What to Know
- Giants fans are back at Oracle Park this season, and so are the seagulls that arrive after every game to eat the food they leave behind
- The birds often begin circling the ballpark while the game is still going on, and can become aggressive if it goes into extra innings
- Baseball season coincides with breeding season for gulls, and experts say that could play a big role in their feeding behavior
As the first notes of the national anthem rang out from Oracle Park one evening in May, a lone seagull glided past the waving "Giants" flag on the ballpark's northernmost turret, announcing its presence with a jarring squawk.
The birds are well known to Giants fans — especially those who sit in the left field bleachers, just steps from the ballpark's famed food court, with a clear view of the sky. The gulls begin assembling toward the end of every game, eagerly waiting to chow down on hot dogs, garlic fries and nachos.
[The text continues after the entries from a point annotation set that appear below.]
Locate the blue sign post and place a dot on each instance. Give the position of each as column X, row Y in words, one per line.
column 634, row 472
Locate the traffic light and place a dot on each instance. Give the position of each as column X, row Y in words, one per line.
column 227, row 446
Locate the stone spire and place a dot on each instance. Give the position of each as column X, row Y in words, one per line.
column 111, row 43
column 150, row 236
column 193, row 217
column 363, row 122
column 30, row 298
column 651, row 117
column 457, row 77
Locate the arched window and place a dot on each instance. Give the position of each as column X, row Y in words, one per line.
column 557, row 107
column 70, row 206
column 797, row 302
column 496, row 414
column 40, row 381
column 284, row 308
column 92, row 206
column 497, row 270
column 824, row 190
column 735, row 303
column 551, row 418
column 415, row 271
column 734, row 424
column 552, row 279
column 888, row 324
"They're vultures," remarked one fan, clearly not concerned that gulls and vultures are hardly related.
"They're just rats with wings," said another, who could've just as easily been talking about pigeons.
Here Since the Beginning
Sports
Whatever you call them, the birds showed up on the very first day the Giants played at the waterfront venue that opened as Pac Bell Park in 2000, and they've been coming to games ever since.
"They're not here when we don't play," said Giants Chief Venue Officer Jorge Costa. "It's like they know the damn schedule!"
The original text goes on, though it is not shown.